By the early 1980’s Russell was becoming a well known name within racing after winning recording some big wins across California including the 1981 California Derby. On October 14th 1989, Russell was riding Hawkster when he set the Santa Anita Park track record for 1 and 1/2 miles on turf.

In 1995, Russell was honoured with a special Eclipse Award after winning 400 or more races in a year for four consecutive years. From then on he won 400 or more races in a year 7 more times – No other jockey has accomplished this more than 3 times.

In 1995, the Isaac Murphy Award was created to be presented annually by the National Turf Writers Association to the jockey with the highest winning percentage in North America. Russell ended up winning this 13 out of 14 years – finishing second in 2004.

In 1999, Russell was inducted into the National Museum of Racing and Hall of Fame and in 2002 he was voted the winner of the George Woolf Memorial Jockey Award by his fellow jockeys.

On December 1st 2006, Russell set the world’s all-time record for the most career victories, which was previously held by Laffit Pincay Jr with 9530 wins. Russell won on board Butterfly Belle – his 9531 career victory.

On February 1st 2008, Russell rode Two Step Cat to victory in a photo finish at Golden Gate Fields to become the first North American rider to win 10,000 races. Then just 2 years later on August 14th 2010 at Sonoma County Fairgrounds in Santa Rosa, California, Russell rode Separate Forest to victory to win his 11,000 race. On July 7th 2013, Russell won on Handful of Pearls in Pleasanton, California, this being his 12,000th win.

On June 12th 2016, Russell Baze guided Wahine Warrior into second place at Golden Gate Fields and after doing so told his long-time agent and friend Ray Harris “That’s it. I’m going to retire.”

At the time of retiring, Russell Baze was the jockey with the most career victories in the world with a huge 12,844 wins, 9,600 seconds and 7,855 thirds. He rode a total of 53,578 times and earned $199,334,219 in his career.

Two years after his retirement he lost the title of the jockey with the most career victories in the world, when Brazillian Jorge Ricardo bypassed him, with 13,069 career wins as of March 15th 2021. However Russell keeps the record of the North American jockey with the most career victories.
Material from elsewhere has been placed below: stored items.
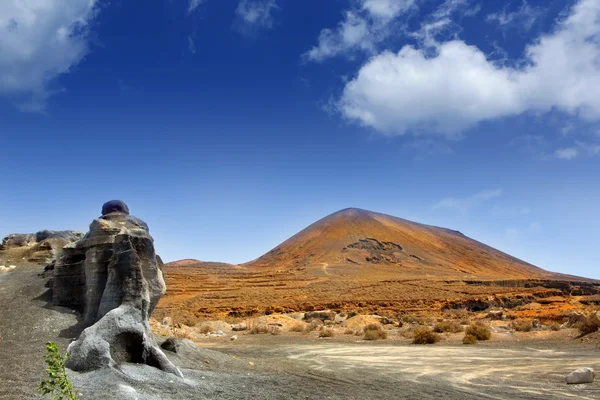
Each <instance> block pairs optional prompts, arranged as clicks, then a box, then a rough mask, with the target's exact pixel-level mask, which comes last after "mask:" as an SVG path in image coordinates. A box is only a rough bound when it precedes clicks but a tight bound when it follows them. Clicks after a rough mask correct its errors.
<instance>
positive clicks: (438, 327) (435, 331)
mask: <svg viewBox="0 0 600 400" xmlns="http://www.w3.org/2000/svg"><path fill="white" fill-rule="evenodd" d="M433 331H434V332H437V333H444V332H450V333H458V332H462V331H463V327H462V326H460V325H459V324H458V323H456V322H454V321H442V322H438V323H437V324H435V326H434V327H433Z"/></svg>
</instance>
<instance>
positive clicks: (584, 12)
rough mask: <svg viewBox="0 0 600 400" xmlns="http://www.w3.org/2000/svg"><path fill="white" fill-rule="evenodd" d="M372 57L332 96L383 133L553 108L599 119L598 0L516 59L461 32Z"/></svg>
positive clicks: (568, 112) (592, 117)
mask: <svg viewBox="0 0 600 400" xmlns="http://www.w3.org/2000/svg"><path fill="white" fill-rule="evenodd" d="M435 50H436V51H435V54H433V55H429V54H428V52H426V51H425V50H420V49H417V48H414V47H412V46H408V45H407V46H405V47H403V48H402V49H401V50H400V51H399V52H398V53H392V52H389V51H385V52H383V53H381V54H379V55H377V56H375V57H373V58H371V59H370V60H369V61H368V62H367V63H366V64H365V65H364V66H362V67H361V69H360V70H359V72H358V74H357V76H356V77H355V78H354V79H352V80H351V81H349V82H348V83H347V84H346V86H345V88H344V91H343V93H342V95H341V98H340V101H339V103H338V108H339V110H340V112H341V113H342V114H343V115H344V116H345V117H347V118H348V119H350V120H352V121H356V122H358V123H360V124H362V125H364V126H367V127H371V128H374V129H376V130H377V131H379V132H381V133H384V134H387V135H402V134H406V133H408V132H413V133H419V132H422V131H434V132H438V133H442V134H445V135H448V136H456V135H457V134H459V133H460V132H462V131H464V130H466V129H468V128H470V127H472V126H474V125H475V124H477V123H478V122H480V121H485V120H492V119H496V118H502V117H507V116H514V115H519V114H522V113H525V112H528V111H535V112H542V113H543V112H547V111H550V110H552V109H556V110H559V111H562V112H565V113H568V114H571V115H573V116H576V117H579V118H583V119H586V120H591V121H598V120H600V96H598V95H597V93H596V91H595V90H590V88H596V87H600V62H599V61H598V60H600V2H598V1H597V0H581V1H579V2H578V3H577V4H576V5H575V6H573V8H572V10H571V12H570V14H569V15H568V16H567V17H566V18H564V19H563V20H562V21H560V22H559V23H558V24H557V26H556V29H555V30H554V31H553V32H551V33H549V34H546V35H543V36H541V37H540V38H538V40H536V41H534V42H533V43H532V44H531V45H529V46H528V47H527V49H526V56H525V59H524V60H522V61H523V62H522V63H520V65H524V66H523V67H520V68H517V67H508V66H504V65H498V64H496V63H494V62H492V61H490V60H488V59H487V57H486V55H485V54H484V53H483V52H482V51H481V50H480V49H478V48H477V47H475V46H470V45H468V44H466V43H465V42H464V41H461V40H456V39H455V40H450V41H447V42H443V43H435Z"/></svg>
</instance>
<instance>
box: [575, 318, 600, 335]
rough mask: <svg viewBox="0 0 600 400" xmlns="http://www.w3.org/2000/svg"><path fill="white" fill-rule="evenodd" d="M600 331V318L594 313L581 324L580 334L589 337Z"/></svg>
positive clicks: (584, 319) (580, 322) (579, 326)
mask: <svg viewBox="0 0 600 400" xmlns="http://www.w3.org/2000/svg"><path fill="white" fill-rule="evenodd" d="M598 330H600V318H598V316H597V315H596V314H595V313H594V314H590V315H588V316H587V318H585V319H584V320H583V321H581V322H580V323H579V333H581V334H582V335H588V334H590V333H594V332H597V331H598Z"/></svg>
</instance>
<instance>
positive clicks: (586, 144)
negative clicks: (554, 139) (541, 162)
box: [554, 140, 600, 160]
mask: <svg viewBox="0 0 600 400" xmlns="http://www.w3.org/2000/svg"><path fill="white" fill-rule="evenodd" d="M554 155H555V156H556V158H559V159H561V160H572V159H574V158H577V157H579V156H587V157H594V156H597V155H600V145H599V144H593V143H586V142H582V141H579V140H577V141H575V144H574V145H573V146H572V147H565V148H561V149H557V150H556V152H555V153H554Z"/></svg>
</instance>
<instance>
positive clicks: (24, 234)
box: [0, 233, 36, 250]
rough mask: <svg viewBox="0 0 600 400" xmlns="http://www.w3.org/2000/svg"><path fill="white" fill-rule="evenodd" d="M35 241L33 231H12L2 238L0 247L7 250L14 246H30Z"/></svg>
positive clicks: (3, 249)
mask: <svg viewBox="0 0 600 400" xmlns="http://www.w3.org/2000/svg"><path fill="white" fill-rule="evenodd" d="M35 243H36V240H35V234H33V233H12V234H10V235H8V236H6V237H5V238H4V239H2V246H1V247H0V249H2V250H7V249H10V248H14V247H23V246H31V245H33V244H35Z"/></svg>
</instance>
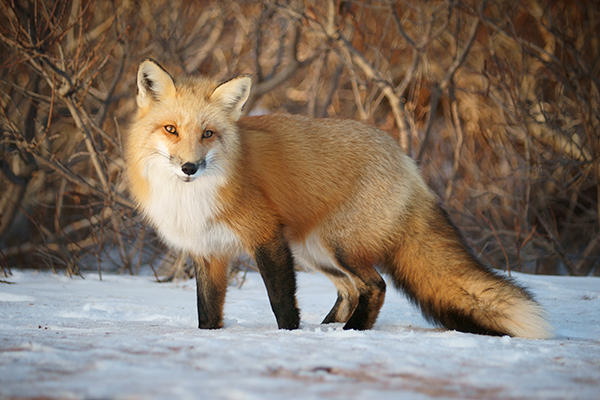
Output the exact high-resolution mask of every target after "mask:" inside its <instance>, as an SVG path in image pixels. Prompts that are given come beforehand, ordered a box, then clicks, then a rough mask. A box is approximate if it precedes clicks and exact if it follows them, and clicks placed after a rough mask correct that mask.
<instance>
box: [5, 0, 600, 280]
mask: <svg viewBox="0 0 600 400" xmlns="http://www.w3.org/2000/svg"><path fill="white" fill-rule="evenodd" d="M599 40H600V8H599V7H598V6H597V4H596V1H594V0H589V1H551V0H530V1H516V0H489V1H461V0H438V1H426V2H422V1H418V0H397V1H393V0H392V1H365V2H360V1H339V0H336V1H334V0H328V1H308V0H305V1H290V2H283V1H274V0H273V1H269V0H263V1H257V2H248V1H239V2H235V1H229V2H228V1H215V2H209V1H185V0H156V1H151V0H137V1H133V0H124V1H116V0H115V1H94V0H89V1H85V0H72V1H66V0H56V1H48V0H30V1H16V0H15V1H10V0H1V4H0V52H1V54H2V57H0V106H1V111H0V135H1V136H0V160H1V172H0V216H1V219H0V266H1V270H0V271H4V272H5V273H6V272H8V271H9V268H10V267H12V266H25V267H35V268H52V269H66V270H67V272H68V273H71V274H76V273H78V272H79V270H80V268H83V267H86V268H90V267H95V266H97V268H98V269H99V271H102V270H103V269H106V268H115V267H116V268H118V269H120V270H124V271H129V272H132V273H135V272H136V271H137V270H138V269H139V267H140V264H141V263H146V262H150V263H152V264H153V265H155V266H158V265H159V264H162V265H163V266H167V267H169V268H170V269H171V271H181V270H182V266H183V263H184V261H185V257H184V256H182V255H177V254H171V253H169V252H168V251H166V250H165V249H164V248H163V247H162V245H161V244H160V243H159V242H158V241H157V239H156V237H155V235H154V233H153V232H152V229H151V228H149V227H147V226H146V225H145V223H144V221H143V220H142V219H141V218H140V216H139V215H138V214H137V213H136V210H135V207H134V205H133V204H132V202H131V200H130V199H129V197H128V193H127V183H126V182H125V180H124V177H123V166H124V160H123V148H122V143H123V135H124V134H126V129H127V121H128V119H129V118H130V117H131V115H132V114H133V113H134V112H135V71H136V68H137V65H138V63H139V62H140V61H141V60H142V59H143V58H144V57H152V58H154V59H156V60H157V61H159V62H160V63H162V64H163V65H164V66H165V67H167V68H168V69H169V70H170V71H173V72H174V73H177V74H179V73H184V72H185V73H190V74H208V75H213V76H216V77H218V78H220V79H223V80H225V79H227V78H230V77H232V76H235V75H237V74H240V73H250V74H252V75H253V81H254V88H253V92H252V95H251V98H250V100H249V102H248V104H247V106H246V111H247V112H250V113H252V112H279V111H286V112H291V113H302V114H307V115H312V116H317V117H323V116H324V117H347V118H355V119H359V120H362V121H365V122H367V123H370V124H373V125H376V126H378V127H380V128H381V129H383V130H385V131H387V132H389V133H390V134H391V135H393V136H394V137H395V138H397V140H398V141H399V142H400V144H401V145H402V146H403V148H404V149H406V151H407V152H408V153H409V154H410V155H411V156H412V157H414V158H415V159H416V160H417V161H418V163H419V165H420V167H421V169H422V171H423V173H424V175H425V176H426V177H428V179H429V183H430V185H431V186H432V187H433V188H434V190H435V191H436V192H437V193H438V195H439V197H440V199H441V202H442V203H443V204H444V205H445V207H446V208H447V209H448V211H449V212H450V214H451V216H452V219H453V220H454V221H455V223H456V224H457V225H458V226H459V227H460V228H461V230H462V231H463V232H464V234H465V236H466V238H467V240H468V242H469V244H470V245H471V246H472V247H473V249H474V251H475V252H476V253H477V254H478V255H479V256H480V257H482V259H483V260H484V262H485V263H487V264H489V265H491V266H493V267H496V268H504V269H506V268H510V269H512V270H517V271H524V272H530V273H549V274H569V275H600V221H599V218H598V214H599V209H600V203H599V198H600V158H599V153H600V119H599V118H600V105H599V104H600V95H599V87H600V80H599V75H600V72H599V71H600V54H599V52H600V51H599V49H600V43H599ZM169 268H167V269H169Z"/></svg>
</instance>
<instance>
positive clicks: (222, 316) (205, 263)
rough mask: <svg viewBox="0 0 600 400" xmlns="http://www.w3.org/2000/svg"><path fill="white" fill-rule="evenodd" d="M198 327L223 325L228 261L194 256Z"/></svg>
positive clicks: (213, 327) (217, 328)
mask: <svg viewBox="0 0 600 400" xmlns="http://www.w3.org/2000/svg"><path fill="white" fill-rule="evenodd" d="M193 261H194V271H195V272H196V295H197V297H196V299H197V304H198V328H200V329H218V328H221V327H223V305H224V304H225V294H226V292H227V266H228V265H227V264H228V263H227V262H222V261H216V260H212V262H209V261H207V260H204V259H203V258H197V257H195V258H194V260H193Z"/></svg>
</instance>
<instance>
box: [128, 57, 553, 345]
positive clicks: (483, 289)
mask: <svg viewBox="0 0 600 400" xmlns="http://www.w3.org/2000/svg"><path fill="white" fill-rule="evenodd" d="M250 89H251V79H250V77H249V76H246V75H243V76H240V77H237V78H234V79H232V80H230V81H227V82H224V83H219V82H215V81H213V80H210V79H207V78H203V77H186V78H183V79H180V80H175V79H173V78H172V77H171V76H170V75H169V74H168V73H167V72H166V71H165V70H164V69H163V68H162V67H160V66H159V65H158V64H157V63H156V62H154V61H152V60H145V61H143V62H142V64H141V65H140V68H139V70H138V96H137V102H138V108H139V110H138V114H137V116H136V118H135V120H134V122H133V124H132V126H131V129H130V132H129V136H128V138H127V142H126V158H127V173H128V177H129V181H130V183H131V193H132V196H133V197H134V199H135V201H136V202H137V203H138V204H139V206H140V209H141V210H142V212H143V213H144V214H145V215H146V216H147V218H148V219H149V220H150V221H151V222H152V224H153V225H154V227H155V228H156V230H157V231H158V233H159V235H160V236H161V237H162V239H163V240H164V241H165V242H166V243H167V244H168V245H169V246H171V247H172V248H175V249H177V250H179V251H183V252H186V253H188V254H190V255H191V257H192V259H193V260H194V265H195V272H196V279H197V294H198V316H199V327H201V328H218V327H221V326H222V308H223V302H224V299H225V292H226V275H227V274H226V271H227V266H228V264H229V261H230V260H231V259H232V258H233V257H235V256H236V255H238V254H240V253H242V252H244V253H248V254H250V255H251V256H252V257H253V258H254V260H255V261H256V264H257V267H258V269H259V271H260V272H261V275H262V277H263V280H264V282H265V286H266V288H267V292H268V294H269V299H270V301H271V306H272V308H273V311H274V313H275V317H276V319H277V323H278V326H279V327H280V328H287V329H294V328H297V327H298V324H299V310H298V309H297V306H296V301H295V289H296V286H295V285H296V284H295V275H294V266H295V264H300V265H303V266H305V267H307V268H312V269H316V270H318V271H320V272H322V273H324V274H325V275H327V276H328V277H329V278H330V279H331V280H332V282H333V283H334V284H335V286H336V288H337V291H338V299H337V301H336V303H335V305H334V306H333V308H332V309H331V311H330V312H329V314H327V316H326V317H325V320H324V321H323V322H324V323H332V322H338V323H344V324H345V325H344V326H345V328H347V329H368V328H371V327H372V326H373V324H374V323H375V320H376V318H377V315H378V313H379V309H380V308H381V305H382V304H383V301H384V297H385V290H386V285H385V282H384V280H383V279H382V278H381V276H380V274H379V272H378V270H377V269H376V268H375V266H378V268H379V269H380V270H381V271H382V272H384V273H386V274H389V275H390V276H391V278H392V281H393V283H394V284H395V286H397V287H398V288H400V289H402V290H404V291H405V293H406V294H407V295H408V296H409V298H411V299H412V300H413V301H414V302H415V303H416V304H417V305H419V306H420V307H421V308H422V310H423V312H424V314H425V315H426V316H427V317H428V318H429V319H430V320H432V321H433V322H434V323H438V324H442V325H444V326H446V327H448V328H451V329H458V330H463V331H468V332H475V333H486V334H496V335H501V334H510V335H517V336H525V337H547V336H548V335H549V333H548V332H549V327H548V325H547V323H546V322H545V320H544V317H543V311H542V310H541V308H540V307H539V305H538V304H537V303H536V302H535V301H534V300H533V299H532V296H531V295H530V294H529V293H528V292H527V291H526V290H525V289H523V288H521V287H519V286H517V285H516V284H515V283H514V282H512V281H511V280H508V279H506V278H503V277H501V276H499V275H496V274H494V273H493V272H491V271H489V270H488V269H487V268H485V267H483V266H482V265H481V264H480V263H479V262H478V261H477V260H476V259H475V258H474V257H473V256H472V255H471V253H470V251H469V250H468V248H467V247H466V246H465V244H464V241H463V239H462V237H461V235H460V233H459V232H458V231H457V230H456V228H455V227H454V226H453V225H452V223H451V222H450V220H449V219H448V217H447V215H446V214H445V212H444V211H443V210H442V209H441V208H440V207H439V204H438V201H437V199H436V196H435V195H434V194H433V193H432V192H431V190H430V189H429V188H428V187H427V185H426V184H425V181H424V180H423V178H422V177H421V175H420V174H419V171H418V168H417V167H416V165H415V163H414V162H413V161H412V160H411V159H410V158H409V157H408V156H407V155H406V154H404V153H403V152H402V150H401V149H400V147H399V146H398V144H397V143H396V142H395V141H394V140H393V139H392V138H391V137H390V136H389V135H388V134H386V133H385V132H382V131H380V130H378V129H376V128H374V127H372V126H369V125H365V124H362V123H359V122H356V121H352V120H340V119H314V118H308V117H302V116H292V115H285V114H275V115H264V116H254V117H241V114H242V108H243V106H244V103H245V102H246V100H247V98H248V96H249V94H250Z"/></svg>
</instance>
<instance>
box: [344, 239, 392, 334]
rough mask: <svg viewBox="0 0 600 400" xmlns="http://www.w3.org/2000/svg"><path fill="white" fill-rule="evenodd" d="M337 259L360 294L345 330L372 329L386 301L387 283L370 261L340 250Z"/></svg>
mask: <svg viewBox="0 0 600 400" xmlns="http://www.w3.org/2000/svg"><path fill="white" fill-rule="evenodd" d="M335 258H336V260H337V262H338V264H339V266H340V268H341V269H342V270H343V271H344V272H345V273H346V274H347V275H348V276H349V277H351V279H352V281H353V283H354V285H355V288H356V290H357V292H358V302H357V304H356V307H355V308H354V311H353V312H352V315H351V316H350V318H349V319H348V320H347V321H346V325H344V329H356V330H365V329H371V328H372V327H373V325H374V324H375V321H376V320H377V316H378V315H379V310H380V309H381V306H382V305H383V301H384V299H385V289H386V285H385V281H384V280H383V278H382V277H381V275H379V272H377V270H376V269H375V267H374V266H373V264H371V263H370V262H369V261H365V260H360V259H358V258H354V257H348V256H346V255H345V254H343V253H342V252H341V251H339V250H338V251H336V255H335ZM336 304H337V303H336ZM334 309H335V306H334ZM332 311H333V310H332Z"/></svg>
Russell Baze won 12,844 races including some of the biggest races in America including the California Derby in 1981, El Camino Real Derby in 1984, 1998, 2005, 2006, 2007, 2009, 2010, 2011 and 2014, Oklahoma Derby in 1996, Bay Meadows Breeders’ Cup Sprint in 2002, Churchill Downs Handicap in 2006, Aristides Breeders’ Cup Stakes in 2006, Azalea Breeders’ Cup Stakes in 2008, California Oaks in 2009, San Francisco Breeders’ Cup Mile in 2010 and Berkeley Handicap in 2013 and 2015.

He also won the George Woolf Memorial Jockey Award in 2002, the Isaac Murphy Award in 1995-2003 and 2005-2007, Eclipse Special Award in 1995 as well as the United States Champion Jockey by wins in 1992, 1993, 1994, 1995, 1996, 2000, 2002, 2005, 2007 and 2008.

Maybe I’m naïve and I haven’t paid attention to what was happening around the world, but I can’t believe I had genuinely never heard of Russell before now. Reading his story and learning about his career has been really eye opening for me. I thoroughly enjoyed it. I hope you have all enjoyed this slightly shorter post!

I will see you all Saturday morning at 11am with a brand new post!